When you're looking for the unknown quantities then, you don't have to list every possible order, because some of them, as we've just seen, are equivalent, e.g. pairs $2x,7x$ and $-1,-5$ correspond exactly to the pairs $7x,2x$ and $-5,-1$. We can save time by not involving unnecessary, redundant configurations of the candidate factors. To this end, we fix the order of the factors in the first pair, and then let the factors in the second pair vary. Thus we arbitrarily decide to write $x,14x$ and $2x,7x$ and ignore the equivalent solutions that would come about if we also looked into $14x,x$ and $7x,2x$.

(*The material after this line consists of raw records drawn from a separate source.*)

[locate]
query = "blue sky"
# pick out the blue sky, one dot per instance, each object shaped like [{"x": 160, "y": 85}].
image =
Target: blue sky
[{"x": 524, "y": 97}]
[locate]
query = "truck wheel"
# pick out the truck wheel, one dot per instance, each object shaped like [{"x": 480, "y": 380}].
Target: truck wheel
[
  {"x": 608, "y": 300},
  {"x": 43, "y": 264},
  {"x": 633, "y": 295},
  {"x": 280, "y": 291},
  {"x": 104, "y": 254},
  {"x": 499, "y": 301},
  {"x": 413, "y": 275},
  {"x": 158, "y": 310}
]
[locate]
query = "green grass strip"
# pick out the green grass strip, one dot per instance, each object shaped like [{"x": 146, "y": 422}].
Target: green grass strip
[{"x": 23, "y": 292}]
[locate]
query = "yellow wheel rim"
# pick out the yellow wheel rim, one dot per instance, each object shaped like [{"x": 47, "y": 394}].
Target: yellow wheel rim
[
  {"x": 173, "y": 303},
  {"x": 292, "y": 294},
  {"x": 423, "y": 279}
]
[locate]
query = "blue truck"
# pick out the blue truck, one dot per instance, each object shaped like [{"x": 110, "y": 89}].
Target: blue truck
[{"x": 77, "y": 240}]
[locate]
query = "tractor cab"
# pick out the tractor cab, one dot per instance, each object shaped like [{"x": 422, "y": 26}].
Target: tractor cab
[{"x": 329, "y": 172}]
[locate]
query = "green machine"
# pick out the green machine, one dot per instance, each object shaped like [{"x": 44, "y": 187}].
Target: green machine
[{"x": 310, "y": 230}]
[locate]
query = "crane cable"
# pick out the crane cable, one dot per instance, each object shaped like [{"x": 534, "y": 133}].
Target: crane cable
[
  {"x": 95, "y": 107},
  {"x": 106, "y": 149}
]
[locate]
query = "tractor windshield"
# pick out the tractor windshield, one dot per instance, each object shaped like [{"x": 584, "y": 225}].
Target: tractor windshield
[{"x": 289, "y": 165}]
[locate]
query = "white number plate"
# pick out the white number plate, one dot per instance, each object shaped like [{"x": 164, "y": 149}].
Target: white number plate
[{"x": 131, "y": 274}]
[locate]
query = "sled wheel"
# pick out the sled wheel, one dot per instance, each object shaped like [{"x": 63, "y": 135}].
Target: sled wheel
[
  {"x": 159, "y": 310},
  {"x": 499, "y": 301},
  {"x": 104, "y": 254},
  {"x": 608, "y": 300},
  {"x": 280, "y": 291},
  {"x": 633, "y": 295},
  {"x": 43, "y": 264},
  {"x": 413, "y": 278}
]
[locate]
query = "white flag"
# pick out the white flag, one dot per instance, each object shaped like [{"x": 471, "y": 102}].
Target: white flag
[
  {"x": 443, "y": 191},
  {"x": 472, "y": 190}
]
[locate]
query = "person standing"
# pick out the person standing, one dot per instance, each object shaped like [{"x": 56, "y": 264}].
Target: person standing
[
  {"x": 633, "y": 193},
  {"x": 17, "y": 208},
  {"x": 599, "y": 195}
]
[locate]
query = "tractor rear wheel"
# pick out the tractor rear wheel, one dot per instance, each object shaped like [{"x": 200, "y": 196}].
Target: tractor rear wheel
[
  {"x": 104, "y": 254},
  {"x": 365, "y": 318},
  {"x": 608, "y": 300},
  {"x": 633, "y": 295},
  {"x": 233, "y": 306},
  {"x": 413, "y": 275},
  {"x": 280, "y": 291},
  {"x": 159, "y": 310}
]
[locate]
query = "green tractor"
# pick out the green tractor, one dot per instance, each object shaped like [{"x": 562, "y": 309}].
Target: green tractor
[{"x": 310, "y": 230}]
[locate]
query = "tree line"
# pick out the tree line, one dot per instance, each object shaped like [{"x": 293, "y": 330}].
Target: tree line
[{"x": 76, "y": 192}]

This saves time and energy. Alternatively, we could have done it the other way: fixed the order of the constant terms, and let the order of $x$-coefficient vary: we would fix $-1,-5$ and need to explore all of the possibilities listed in $(x,14x)$; $(14x,x)$; $(2x,7x)$; $(7x,2x)$.
$$\begin{array}{|c|c|} \hline (x-1)(14x-5) & (14x-5)(x-1) \\
(x-5)(14x-1) & (14x-1)(x-5) \\ (2x-1)(7x-5) & (7x-5)(2x-1) \\ (2x-5)(7x-1) & (7x-1)(2x-5) \\ \hline \end{array}$$
Above is a table of every possible ordering of both $(x,14x), (2x,7x)$ and $(-1,-5)$. The left side is created by fixing the order as $x,14x$ and $2x,7x$, and the right side is created by fixing the order as $14x,x$ and $7x,2x$ instead. As you can see, the ones on the left are equivalent to the ones on the right: we only need to search for the correct solution in one of the columns, not both. Alternatively:
$$\begin{array}{|c|c|}\hline (x-1)(14x-5) & (14x-5)(x-1) \\
(14x-1)(x-5) & (x-5)(14x-1) \\ (2x-1)(7x-5) & (7x-5)(2x-1) \\ (7x-1)(2x-5) & (2x-5)(7x-1) \\ \hline \end{array}$$
The above fixes the constant terms as $-1,-5$ on the left and $-5,-1$ on the right while letting the order of the $x$-coefficients vary. Just as before, the polynomials are equivalent, so we would only need to look at one of these columns for the true factorization, not both.